Le donne e il mondo del lavoro: una realtà ingiusta

In Italia, una donna su quattro non ha un’occupazione stabile, pur desiderando e potendo lavorare. È spesso disoccupata, scoraggiata o vincolata a contratti part-time non voluti. Al Sud, la situazione è ancora più grave, con il tasso di “non lavoro” che raggiunge il 42%.

Questi dati preoccupano più del tasso ufficiale di disoccupazione, che include solo chi ha compiuto almeno un’azione di ricerca attiva. Nel quarto trimestre 2023, la disoccupazione femminile è scesa all’8,7%, ma nel Mezzogiorno era quasi il doppio.

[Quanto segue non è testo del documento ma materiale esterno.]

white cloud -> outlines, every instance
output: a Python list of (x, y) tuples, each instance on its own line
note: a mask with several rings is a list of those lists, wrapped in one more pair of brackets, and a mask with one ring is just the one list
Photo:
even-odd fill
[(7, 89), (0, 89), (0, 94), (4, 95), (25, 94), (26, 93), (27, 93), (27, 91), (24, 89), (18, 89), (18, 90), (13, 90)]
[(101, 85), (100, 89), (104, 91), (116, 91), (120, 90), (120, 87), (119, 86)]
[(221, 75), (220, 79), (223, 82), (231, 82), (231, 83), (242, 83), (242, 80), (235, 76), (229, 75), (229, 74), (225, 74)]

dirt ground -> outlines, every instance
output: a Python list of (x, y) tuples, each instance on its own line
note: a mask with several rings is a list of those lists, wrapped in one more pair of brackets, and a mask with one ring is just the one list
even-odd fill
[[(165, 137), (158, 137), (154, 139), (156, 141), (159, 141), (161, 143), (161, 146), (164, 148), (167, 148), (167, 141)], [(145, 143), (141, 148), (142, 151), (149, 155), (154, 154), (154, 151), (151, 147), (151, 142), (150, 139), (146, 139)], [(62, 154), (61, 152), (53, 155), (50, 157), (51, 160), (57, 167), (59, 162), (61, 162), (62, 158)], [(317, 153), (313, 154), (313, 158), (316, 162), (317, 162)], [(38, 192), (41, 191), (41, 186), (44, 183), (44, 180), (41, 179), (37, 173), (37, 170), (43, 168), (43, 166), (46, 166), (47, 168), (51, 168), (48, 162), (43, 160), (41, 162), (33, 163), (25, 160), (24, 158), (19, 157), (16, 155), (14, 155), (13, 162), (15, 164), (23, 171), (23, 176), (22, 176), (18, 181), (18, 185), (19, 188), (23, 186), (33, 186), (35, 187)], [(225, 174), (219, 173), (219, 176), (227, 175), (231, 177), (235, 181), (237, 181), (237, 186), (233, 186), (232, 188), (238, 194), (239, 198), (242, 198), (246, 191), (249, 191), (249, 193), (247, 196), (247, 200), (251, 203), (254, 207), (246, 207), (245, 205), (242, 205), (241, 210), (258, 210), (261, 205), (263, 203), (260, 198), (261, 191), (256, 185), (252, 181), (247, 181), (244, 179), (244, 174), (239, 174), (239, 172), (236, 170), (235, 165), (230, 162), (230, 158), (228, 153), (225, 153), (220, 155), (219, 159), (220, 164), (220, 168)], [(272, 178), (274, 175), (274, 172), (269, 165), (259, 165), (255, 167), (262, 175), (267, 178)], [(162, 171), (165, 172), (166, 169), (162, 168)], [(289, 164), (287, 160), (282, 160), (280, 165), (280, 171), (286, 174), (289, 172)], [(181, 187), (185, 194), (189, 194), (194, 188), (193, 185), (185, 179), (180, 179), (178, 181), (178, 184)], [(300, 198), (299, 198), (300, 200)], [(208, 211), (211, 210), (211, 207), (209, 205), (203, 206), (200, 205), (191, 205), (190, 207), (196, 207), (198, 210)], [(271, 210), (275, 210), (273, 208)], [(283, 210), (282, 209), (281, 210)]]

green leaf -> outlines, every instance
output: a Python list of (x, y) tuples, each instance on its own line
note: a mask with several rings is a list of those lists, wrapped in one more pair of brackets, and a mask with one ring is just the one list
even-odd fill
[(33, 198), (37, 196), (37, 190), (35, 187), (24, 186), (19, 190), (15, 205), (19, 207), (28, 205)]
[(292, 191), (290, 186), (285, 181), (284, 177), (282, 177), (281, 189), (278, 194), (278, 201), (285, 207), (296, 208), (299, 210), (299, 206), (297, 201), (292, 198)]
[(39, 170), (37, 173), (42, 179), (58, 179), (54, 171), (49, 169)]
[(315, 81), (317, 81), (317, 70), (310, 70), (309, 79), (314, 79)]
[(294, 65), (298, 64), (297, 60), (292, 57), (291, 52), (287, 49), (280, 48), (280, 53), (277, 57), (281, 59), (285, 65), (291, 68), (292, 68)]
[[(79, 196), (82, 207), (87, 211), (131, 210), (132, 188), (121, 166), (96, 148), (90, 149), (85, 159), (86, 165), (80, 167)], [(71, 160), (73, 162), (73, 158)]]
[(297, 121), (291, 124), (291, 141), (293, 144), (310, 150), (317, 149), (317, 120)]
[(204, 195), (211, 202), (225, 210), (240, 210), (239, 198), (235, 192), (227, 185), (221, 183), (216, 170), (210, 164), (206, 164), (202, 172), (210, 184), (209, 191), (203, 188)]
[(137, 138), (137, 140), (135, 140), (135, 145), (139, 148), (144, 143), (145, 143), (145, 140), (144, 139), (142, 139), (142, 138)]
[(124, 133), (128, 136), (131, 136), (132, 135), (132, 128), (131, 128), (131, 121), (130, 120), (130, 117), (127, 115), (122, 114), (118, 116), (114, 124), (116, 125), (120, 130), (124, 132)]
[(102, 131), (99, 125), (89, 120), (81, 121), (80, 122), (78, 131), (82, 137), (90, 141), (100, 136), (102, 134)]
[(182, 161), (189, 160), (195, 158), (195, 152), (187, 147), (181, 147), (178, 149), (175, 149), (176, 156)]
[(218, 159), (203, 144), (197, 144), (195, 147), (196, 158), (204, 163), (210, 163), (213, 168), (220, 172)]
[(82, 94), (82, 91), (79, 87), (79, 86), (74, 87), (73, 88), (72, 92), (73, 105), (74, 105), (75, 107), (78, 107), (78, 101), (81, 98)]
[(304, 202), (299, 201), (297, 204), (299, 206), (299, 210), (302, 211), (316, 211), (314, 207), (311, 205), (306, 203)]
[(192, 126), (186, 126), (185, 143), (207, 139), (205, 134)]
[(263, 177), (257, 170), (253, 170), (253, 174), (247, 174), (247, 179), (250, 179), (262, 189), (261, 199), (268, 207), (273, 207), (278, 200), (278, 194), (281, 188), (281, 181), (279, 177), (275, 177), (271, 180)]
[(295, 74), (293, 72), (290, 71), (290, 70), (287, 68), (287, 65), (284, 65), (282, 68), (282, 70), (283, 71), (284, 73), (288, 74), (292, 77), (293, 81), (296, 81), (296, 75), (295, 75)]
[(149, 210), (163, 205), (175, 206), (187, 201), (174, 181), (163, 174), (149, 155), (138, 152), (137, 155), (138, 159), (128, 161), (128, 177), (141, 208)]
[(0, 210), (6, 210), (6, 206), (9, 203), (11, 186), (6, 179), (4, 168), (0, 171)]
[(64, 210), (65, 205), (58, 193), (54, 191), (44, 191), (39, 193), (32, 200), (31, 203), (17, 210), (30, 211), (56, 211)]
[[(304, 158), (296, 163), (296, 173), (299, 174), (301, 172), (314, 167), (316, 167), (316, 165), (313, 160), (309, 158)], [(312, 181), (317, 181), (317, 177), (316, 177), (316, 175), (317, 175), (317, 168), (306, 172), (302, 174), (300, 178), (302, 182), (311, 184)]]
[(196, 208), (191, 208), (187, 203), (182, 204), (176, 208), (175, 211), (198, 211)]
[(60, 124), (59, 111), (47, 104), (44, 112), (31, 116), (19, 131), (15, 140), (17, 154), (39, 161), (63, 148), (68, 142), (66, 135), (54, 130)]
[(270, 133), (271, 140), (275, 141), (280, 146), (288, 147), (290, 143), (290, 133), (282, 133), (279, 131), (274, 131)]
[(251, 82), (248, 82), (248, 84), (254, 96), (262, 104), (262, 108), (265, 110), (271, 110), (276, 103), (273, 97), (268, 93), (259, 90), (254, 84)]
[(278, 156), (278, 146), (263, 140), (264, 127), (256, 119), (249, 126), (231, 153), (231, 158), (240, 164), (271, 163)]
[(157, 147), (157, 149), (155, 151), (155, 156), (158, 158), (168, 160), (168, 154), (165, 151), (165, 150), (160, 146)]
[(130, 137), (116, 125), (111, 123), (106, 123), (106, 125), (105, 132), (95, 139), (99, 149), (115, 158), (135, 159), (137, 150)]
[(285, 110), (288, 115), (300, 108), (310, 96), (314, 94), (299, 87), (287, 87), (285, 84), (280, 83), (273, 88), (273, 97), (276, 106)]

Tuttavia, il fenomeno degli “scoraggiati” e dei sottoccupati in Italia è particolarmente esteso rispetto agli altri Paesi europei.

Negli altri Paesi UE, la distanza tra i disoccupati ufficiali e coloro che vivono nel “limbo del non lavoro” è meno marcata. Nell’UE a 27, il tasso di mancata partecipazione è dell’11,1%, con differenze di genere meno pronunciate rispetto all’Italia. In Germania, ad esempio, il tasso di mancata partecipazione è del 6,5%, con una differenza tra uomini e donne di solo mezzo punto percentuale. Italia è in fondo alla classifica, seguita solo da Spagna (22,5%) e Grecia (19,9%).

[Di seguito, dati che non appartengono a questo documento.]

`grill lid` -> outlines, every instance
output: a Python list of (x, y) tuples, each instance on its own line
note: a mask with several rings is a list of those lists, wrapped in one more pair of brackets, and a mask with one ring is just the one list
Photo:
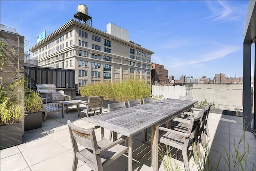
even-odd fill
[(38, 92), (56, 91), (56, 86), (54, 84), (36, 84), (36, 87)]

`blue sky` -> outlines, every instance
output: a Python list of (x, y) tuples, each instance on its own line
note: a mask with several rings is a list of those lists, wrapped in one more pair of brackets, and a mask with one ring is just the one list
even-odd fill
[(248, 0), (1, 0), (0, 21), (16, 28), (31, 48), (44, 30), (49, 35), (73, 18), (78, 5), (84, 4), (92, 16), (92, 27), (105, 31), (112, 22), (128, 30), (130, 39), (154, 52), (152, 62), (164, 65), (175, 79), (181, 74), (214, 78), (221, 72), (232, 77), (236, 73), (238, 77), (242, 76), (248, 4)]

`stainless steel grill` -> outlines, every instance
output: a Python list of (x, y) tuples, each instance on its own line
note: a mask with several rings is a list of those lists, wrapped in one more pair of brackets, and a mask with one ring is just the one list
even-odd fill
[(54, 84), (36, 84), (36, 89), (39, 93), (56, 91), (56, 86)]

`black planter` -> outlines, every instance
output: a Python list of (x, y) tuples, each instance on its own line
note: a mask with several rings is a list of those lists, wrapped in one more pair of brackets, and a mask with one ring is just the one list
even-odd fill
[(1, 126), (0, 132), (0, 149), (16, 145), (22, 143), (21, 122), (14, 124)]
[[(79, 99), (80, 100), (83, 100), (84, 101), (88, 101), (88, 97), (82, 97), (80, 96), (79, 97)], [(103, 104), (102, 105), (102, 108), (108, 109), (108, 104), (112, 104), (114, 103), (118, 103), (119, 101), (112, 101), (111, 100), (103, 100)], [(128, 103), (125, 103), (125, 105), (127, 107), (128, 107)]]
[(25, 131), (28, 131), (42, 127), (42, 111), (25, 114)]

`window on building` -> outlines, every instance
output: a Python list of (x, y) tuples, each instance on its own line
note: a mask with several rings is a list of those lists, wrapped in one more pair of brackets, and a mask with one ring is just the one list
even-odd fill
[(130, 68), (130, 73), (134, 73), (134, 68)]
[(130, 61), (129, 62), (129, 64), (130, 64), (130, 65), (131, 65), (132, 66), (134, 66), (134, 63), (132, 61)]
[(111, 71), (111, 66), (110, 65), (104, 64), (103, 71)]
[(111, 50), (107, 48), (104, 47), (104, 52), (105, 52), (111, 53)]
[(103, 57), (103, 60), (104, 61), (111, 61), (111, 57), (104, 56)]
[(133, 49), (132, 49), (131, 48), (130, 48), (130, 54), (134, 54), (134, 50)]

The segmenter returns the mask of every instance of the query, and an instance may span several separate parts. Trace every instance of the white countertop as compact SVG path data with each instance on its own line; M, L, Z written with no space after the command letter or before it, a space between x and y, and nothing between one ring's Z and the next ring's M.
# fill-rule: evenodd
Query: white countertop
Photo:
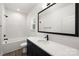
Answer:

In Italia, le disparità interne sono particolarmente significative: tra Trentino Alto Adige e Sicilia, il “labour slack” femminile quadruplica, passando dall’11,3% al 47,4%.

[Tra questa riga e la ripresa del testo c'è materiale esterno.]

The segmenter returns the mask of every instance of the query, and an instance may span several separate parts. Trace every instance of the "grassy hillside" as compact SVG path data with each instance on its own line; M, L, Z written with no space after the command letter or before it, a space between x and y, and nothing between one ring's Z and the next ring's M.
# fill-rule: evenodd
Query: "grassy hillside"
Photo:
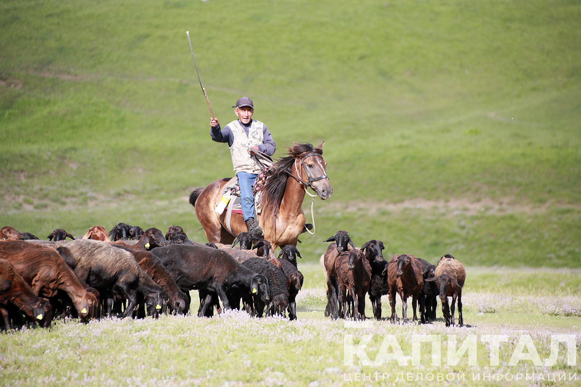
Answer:
M326 141L310 259L343 228L386 256L579 267L580 17L565 1L3 2L2 225L203 240L185 196L232 173L189 30L223 123L248 95L277 156Z

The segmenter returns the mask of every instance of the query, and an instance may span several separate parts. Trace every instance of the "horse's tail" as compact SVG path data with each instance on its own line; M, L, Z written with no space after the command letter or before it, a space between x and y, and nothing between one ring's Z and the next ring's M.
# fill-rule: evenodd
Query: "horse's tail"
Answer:
M201 193L202 191L203 190L203 188L196 188L192 191L192 193L189 194L189 203L191 205L194 207L196 206L196 200L198 200L198 197L200 196L200 193Z

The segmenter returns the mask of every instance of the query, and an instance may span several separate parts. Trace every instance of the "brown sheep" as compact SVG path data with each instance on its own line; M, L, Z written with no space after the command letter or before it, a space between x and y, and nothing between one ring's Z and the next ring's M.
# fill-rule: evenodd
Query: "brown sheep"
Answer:
M365 320L365 296L371 280L371 266L363 253L358 249L342 253L335 261L335 274L339 290L339 316ZM353 303L352 316L347 310L347 303L351 302Z
M109 234L105 227L99 225L93 226L83 236L83 239L106 242L109 241Z
M458 298L458 313L460 314L460 327L464 324L462 315L462 288L466 280L466 271L454 257L447 254L440 259L434 273L436 277L427 278L428 282L436 281L439 289L440 299L442 300L442 311L446 319L446 326L454 325L454 307L456 298ZM452 313L450 314L448 306L448 297L452 298Z
M97 298L54 249L28 241L5 241L0 242L0 259L12 264L34 294L48 298L63 291L70 298L81 320L94 316Z
M147 300L148 313L156 316L163 298L167 298L159 285L141 270L128 252L99 241L77 239L57 248L57 251L75 274L103 294L107 294L107 311L112 313L111 293L125 297L129 304L122 317L127 317L137 306L137 291ZM102 298L105 299L104 296Z
M16 231L14 227L10 226L5 226L0 228L0 232L3 234L0 237L0 240L16 241L20 236L20 233L19 231Z
M389 285L389 302L392 306L392 323L397 319L396 313L396 295L399 294L403 304L402 318L407 322L407 298L412 296L411 304L414 309L414 321L418 320L415 308L419 300L420 317L422 324L426 322L423 311L424 299L419 297L424 288L424 272L422 264L413 255L396 254L388 263L388 284Z
M6 329L12 329L8 311L12 305L23 313L30 321L44 322L48 327L52 321L52 307L44 298L34 294L30 286L20 277L8 261L0 259L0 313Z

A complicare il quadro c’è il lavoro nero, diffuso soprattutto nel Mezzogiorno, che contribuisce all’alto tasso di part-time involontario, il 57,9% (il più elevato in Europa). Spesso nei servizi, si propongono contratti da 18 ore settimanali che, all’occorrenza, si estendono a 40 ore, con straordinari pagati irregolarmente. Così, i lavoratori rimangono intrappolati, impossibilitati a cercare un secondo lavoro che migliorerebbe il reddito mensile. Quella che doveva essere una misura di conciliazione diventa quindi una trappola, soprattutto per le donne.